JulianneDavid / shared-cancer-splicing

Code for reproducing analyses and figures for shared alternative cancer splicing paper
MIT License
4 stars 2 forks source link

jxsamp2 and jxsampleindex operational error #4

Closed Liam730 closed 4 years ago

Liam730 commented 4 years ago

Dear Julianne,

After around 24h of running the jx_indexer.py in index mode to create the new_jx_index.db, the log said "jxsamp2 operational error" and "jxsampleindex operational error" and the size of database was around 123G. Then, I tried to run the script in experiment mode, but it said "database or disk is full". I have not change the max page size of the sql database and the space of this project directory in my workstation has 15T left. So, I want to know whether the database had been successfully constructed in index mode. If not, whether the error could be "full database"? The code was attached below.

Thanks in advance!

Best,

Liam

Running jx_indexer.py in index mode.

python3 ../junction_database/jx_indexer.py -d ./ index -c GTEX_JUNCTION_COVERAGE.tsv -C TCGA_JUNCTION_COVERAGE.tsv -b GTEX_JUNCTION_BED.bed -B TCGA_JUNCTION_BED.bed -p GTEX_PHEN.tsv -P TCGA_PHEN.tsv -s RECOUNT_SAMPLE_IDS.tsv -g GENCODE_GTF_V28.gtf 

The database file already exists. Would you like to erase the current database file and begin generating the database from scratch? [y/n]
(Note: the full database is 249GB and takes significant resources to generate.
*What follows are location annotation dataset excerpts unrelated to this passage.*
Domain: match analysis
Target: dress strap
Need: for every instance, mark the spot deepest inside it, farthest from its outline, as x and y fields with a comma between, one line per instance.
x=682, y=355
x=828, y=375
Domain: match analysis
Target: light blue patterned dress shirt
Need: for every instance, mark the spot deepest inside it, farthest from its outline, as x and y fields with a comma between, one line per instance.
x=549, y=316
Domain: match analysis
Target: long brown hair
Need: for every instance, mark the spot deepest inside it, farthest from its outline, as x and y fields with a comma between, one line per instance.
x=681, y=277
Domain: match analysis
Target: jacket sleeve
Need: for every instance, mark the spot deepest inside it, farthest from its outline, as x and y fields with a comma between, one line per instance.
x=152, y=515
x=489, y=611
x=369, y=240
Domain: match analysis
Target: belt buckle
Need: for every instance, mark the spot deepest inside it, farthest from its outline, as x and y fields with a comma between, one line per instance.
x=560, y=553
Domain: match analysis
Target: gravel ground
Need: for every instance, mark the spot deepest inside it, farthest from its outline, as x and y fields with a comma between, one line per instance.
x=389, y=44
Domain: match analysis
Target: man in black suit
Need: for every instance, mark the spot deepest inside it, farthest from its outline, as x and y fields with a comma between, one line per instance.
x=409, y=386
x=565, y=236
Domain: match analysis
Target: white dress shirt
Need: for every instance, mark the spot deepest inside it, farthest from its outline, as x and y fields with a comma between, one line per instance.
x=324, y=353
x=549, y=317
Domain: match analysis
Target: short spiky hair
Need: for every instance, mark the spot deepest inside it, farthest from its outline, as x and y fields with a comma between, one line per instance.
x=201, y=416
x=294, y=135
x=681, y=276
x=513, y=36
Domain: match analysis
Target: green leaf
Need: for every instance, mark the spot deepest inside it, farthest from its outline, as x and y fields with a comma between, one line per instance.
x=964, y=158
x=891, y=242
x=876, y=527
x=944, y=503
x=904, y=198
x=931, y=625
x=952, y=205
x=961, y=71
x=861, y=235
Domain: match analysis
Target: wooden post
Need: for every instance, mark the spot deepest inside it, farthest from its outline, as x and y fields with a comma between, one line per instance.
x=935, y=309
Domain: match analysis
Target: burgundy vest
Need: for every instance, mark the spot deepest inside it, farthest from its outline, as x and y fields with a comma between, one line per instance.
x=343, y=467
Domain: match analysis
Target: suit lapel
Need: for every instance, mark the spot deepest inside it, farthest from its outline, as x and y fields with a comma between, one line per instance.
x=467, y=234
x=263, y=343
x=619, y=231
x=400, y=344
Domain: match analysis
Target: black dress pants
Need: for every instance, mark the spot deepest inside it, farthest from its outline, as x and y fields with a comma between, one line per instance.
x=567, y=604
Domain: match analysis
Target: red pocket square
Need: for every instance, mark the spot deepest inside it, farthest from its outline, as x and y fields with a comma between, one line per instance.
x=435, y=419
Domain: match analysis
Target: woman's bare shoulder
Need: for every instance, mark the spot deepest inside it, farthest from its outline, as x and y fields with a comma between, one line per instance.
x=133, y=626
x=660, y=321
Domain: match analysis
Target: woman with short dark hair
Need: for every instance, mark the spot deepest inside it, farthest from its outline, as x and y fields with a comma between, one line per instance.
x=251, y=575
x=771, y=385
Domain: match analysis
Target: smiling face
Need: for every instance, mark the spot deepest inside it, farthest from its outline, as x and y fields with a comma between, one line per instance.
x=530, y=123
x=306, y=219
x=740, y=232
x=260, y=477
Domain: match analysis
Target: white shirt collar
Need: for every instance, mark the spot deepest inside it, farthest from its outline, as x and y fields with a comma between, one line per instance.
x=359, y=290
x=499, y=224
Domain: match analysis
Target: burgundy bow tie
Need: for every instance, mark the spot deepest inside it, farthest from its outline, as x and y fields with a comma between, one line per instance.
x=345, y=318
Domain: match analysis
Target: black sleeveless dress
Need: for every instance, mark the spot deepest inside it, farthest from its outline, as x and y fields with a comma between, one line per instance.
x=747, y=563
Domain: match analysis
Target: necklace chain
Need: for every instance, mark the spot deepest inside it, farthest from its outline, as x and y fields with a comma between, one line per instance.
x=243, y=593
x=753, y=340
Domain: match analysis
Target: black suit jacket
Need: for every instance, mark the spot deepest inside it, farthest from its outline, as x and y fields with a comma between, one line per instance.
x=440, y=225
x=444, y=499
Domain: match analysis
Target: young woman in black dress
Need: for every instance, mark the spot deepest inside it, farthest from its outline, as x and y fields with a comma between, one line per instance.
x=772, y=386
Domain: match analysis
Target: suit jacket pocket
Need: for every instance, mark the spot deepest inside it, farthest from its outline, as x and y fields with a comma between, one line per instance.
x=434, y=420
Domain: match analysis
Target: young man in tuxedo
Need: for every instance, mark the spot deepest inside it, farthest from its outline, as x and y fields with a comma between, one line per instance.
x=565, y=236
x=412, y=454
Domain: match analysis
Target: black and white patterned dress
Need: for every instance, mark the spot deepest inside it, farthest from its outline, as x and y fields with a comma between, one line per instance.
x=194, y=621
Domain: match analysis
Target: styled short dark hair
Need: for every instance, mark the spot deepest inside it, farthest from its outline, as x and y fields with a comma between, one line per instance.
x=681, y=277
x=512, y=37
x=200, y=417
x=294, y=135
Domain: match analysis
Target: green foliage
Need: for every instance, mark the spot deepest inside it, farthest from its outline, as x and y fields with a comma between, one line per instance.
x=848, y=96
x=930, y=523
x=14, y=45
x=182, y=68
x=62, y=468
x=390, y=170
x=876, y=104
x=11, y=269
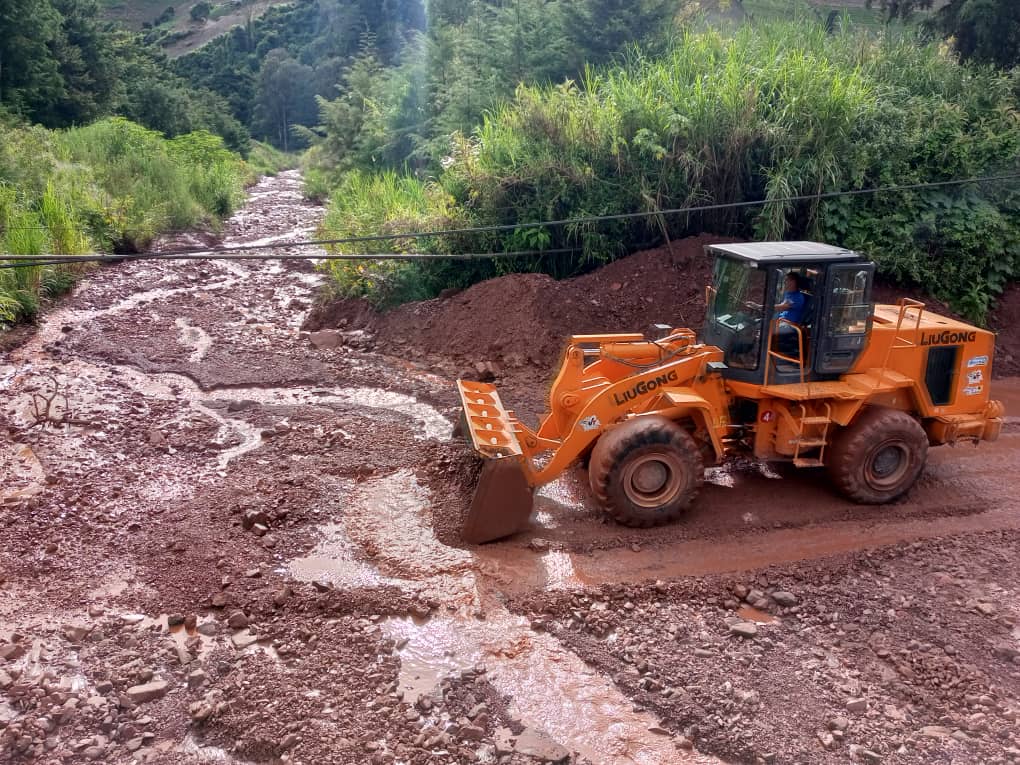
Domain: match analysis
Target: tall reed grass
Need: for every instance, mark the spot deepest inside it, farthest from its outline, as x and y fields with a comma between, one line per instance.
x=111, y=186
x=765, y=112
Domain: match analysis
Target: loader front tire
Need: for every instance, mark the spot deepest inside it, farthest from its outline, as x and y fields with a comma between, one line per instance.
x=646, y=471
x=878, y=457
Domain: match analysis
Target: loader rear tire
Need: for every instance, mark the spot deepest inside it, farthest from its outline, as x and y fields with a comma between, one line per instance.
x=646, y=471
x=878, y=457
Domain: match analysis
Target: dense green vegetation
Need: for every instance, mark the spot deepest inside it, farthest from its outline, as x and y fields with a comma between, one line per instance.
x=457, y=113
x=769, y=111
x=112, y=186
x=61, y=65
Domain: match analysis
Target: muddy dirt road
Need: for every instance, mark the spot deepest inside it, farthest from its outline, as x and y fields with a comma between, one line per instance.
x=223, y=541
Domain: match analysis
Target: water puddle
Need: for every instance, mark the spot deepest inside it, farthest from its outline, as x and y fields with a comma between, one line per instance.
x=430, y=424
x=336, y=560
x=23, y=475
x=387, y=519
x=550, y=687
x=195, y=338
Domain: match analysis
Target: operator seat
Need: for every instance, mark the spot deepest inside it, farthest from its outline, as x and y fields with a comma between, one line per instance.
x=786, y=344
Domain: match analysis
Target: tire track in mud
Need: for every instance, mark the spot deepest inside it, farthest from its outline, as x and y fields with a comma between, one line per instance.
x=151, y=375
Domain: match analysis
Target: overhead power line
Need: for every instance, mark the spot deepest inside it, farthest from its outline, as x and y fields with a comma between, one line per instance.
x=223, y=252
x=24, y=261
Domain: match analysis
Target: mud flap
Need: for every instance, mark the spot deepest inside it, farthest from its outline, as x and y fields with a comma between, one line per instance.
x=502, y=502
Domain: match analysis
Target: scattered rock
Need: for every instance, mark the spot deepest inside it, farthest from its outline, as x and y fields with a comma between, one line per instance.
x=196, y=679
x=744, y=628
x=11, y=651
x=243, y=640
x=540, y=745
x=148, y=692
x=857, y=705
x=325, y=340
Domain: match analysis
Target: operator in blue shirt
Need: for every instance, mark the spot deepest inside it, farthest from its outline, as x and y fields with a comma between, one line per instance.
x=792, y=309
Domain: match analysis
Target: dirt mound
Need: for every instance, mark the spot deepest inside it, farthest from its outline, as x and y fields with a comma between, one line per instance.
x=1005, y=319
x=525, y=317
x=522, y=319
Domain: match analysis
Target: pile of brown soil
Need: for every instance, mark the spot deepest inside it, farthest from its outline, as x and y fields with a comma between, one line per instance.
x=1005, y=319
x=526, y=317
x=523, y=319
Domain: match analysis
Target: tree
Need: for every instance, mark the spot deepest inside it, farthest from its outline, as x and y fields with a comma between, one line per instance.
x=200, y=11
x=30, y=75
x=285, y=97
x=984, y=31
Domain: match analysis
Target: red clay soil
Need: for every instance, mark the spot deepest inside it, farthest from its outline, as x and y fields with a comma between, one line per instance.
x=522, y=319
x=1005, y=319
x=665, y=285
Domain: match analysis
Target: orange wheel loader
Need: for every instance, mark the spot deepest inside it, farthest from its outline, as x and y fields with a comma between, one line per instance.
x=862, y=390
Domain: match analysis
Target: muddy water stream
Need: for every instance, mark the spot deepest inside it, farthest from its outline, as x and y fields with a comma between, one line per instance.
x=383, y=534
x=549, y=686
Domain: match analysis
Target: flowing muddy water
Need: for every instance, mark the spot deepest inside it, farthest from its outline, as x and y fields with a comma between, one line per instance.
x=549, y=687
x=380, y=533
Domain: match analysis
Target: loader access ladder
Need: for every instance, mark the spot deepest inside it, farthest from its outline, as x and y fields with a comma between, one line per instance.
x=812, y=432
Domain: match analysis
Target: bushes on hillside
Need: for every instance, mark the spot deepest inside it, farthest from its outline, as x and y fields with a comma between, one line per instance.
x=770, y=112
x=111, y=185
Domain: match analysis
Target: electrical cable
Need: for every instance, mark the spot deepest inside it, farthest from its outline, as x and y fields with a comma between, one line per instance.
x=167, y=254
x=27, y=261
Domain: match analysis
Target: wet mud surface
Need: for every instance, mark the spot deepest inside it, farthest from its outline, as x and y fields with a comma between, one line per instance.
x=225, y=541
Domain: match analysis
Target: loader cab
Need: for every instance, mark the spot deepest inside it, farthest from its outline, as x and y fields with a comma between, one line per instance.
x=820, y=339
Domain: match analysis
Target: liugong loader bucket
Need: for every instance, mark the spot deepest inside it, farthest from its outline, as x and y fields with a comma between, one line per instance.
x=503, y=501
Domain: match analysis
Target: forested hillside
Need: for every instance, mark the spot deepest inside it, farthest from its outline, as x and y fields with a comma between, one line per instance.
x=425, y=115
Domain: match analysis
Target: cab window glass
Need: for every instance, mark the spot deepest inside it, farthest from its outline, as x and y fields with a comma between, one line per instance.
x=849, y=307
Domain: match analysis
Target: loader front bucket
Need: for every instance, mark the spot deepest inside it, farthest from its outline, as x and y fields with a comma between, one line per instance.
x=503, y=500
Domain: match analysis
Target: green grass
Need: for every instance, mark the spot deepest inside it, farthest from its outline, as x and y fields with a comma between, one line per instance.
x=112, y=186
x=772, y=110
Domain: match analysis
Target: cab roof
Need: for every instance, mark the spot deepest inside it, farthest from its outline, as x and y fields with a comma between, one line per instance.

Deleting the database file is only recommended if a previous indexing run did not complete successfully.
Would you like to delete the database file? [y/n]: y
Deleting existing database file.
/projects/shared-cancer-splicing/junction_database/index.py:447: FutureWarning: read_table is deprecated, use read_csv instead, passing sep='\t'.
  gtex_phen = pd.read_table(tissue_phen, usecols=['sampid', 'smts', 'run', 'auc'])
/projects/shared-cancer-splicing/junction_database/index.py:467: FutureWarning: read_table is deprecated, use read_csv instead, passing sep='\t'.
  'gdc_cases.diagnoses.tumor_stage': str
/projects/shared-cancer-splicing/junction_database/index.py:488: FutureWarning: read_table is deprecated, use read_csv instead, passing sep='\t'.
  names=['recount_id', 'universal_id']
/projects/shared-cancer-splicing/junction_database/index.py:263: FutureWarning: read_table is deprecated, use read_csv instead, passing sep='\t'.
  names=['recount_id', 'universal_id']
/projects/shared-cancer-splicing/junction_database/index.py:290: FutureWarning: read_table is deprecated, use read_csv instead, passing sep='\t'.
  converters=uppercase_and_spaces, dtype=str
/projects/shared-cancer-splicing/junction_database/index.py:290: ParserWarning: Both a converter and dtype were specified for column gdc_file_id - only the converter will be used
  converters=uppercase_and_spaces, dtype=str
/projects/shared-cancer-splicing/junction_database/index.py:290: ParserWarning: Both a converter and dtype were specified for column gdc_cases.project.name - only the converter will be used
  converters=uppercase_and_spaces, dtype=str
/projects/shared-cancer-splicing/junction_database/index.py:371: FutureWarning: read_table is deprecated, use read_csv instead, passing sep='\t'.
  tissue_phens, usecols=['sampid', 'smts', 'run', 'smtsd']
/projects/shared-cancer-splicing/junction_database/index.py:390: FutureWarning: Sorting because non-concatenation axis is not aligned. A future version
of pandas will change to not sort by default.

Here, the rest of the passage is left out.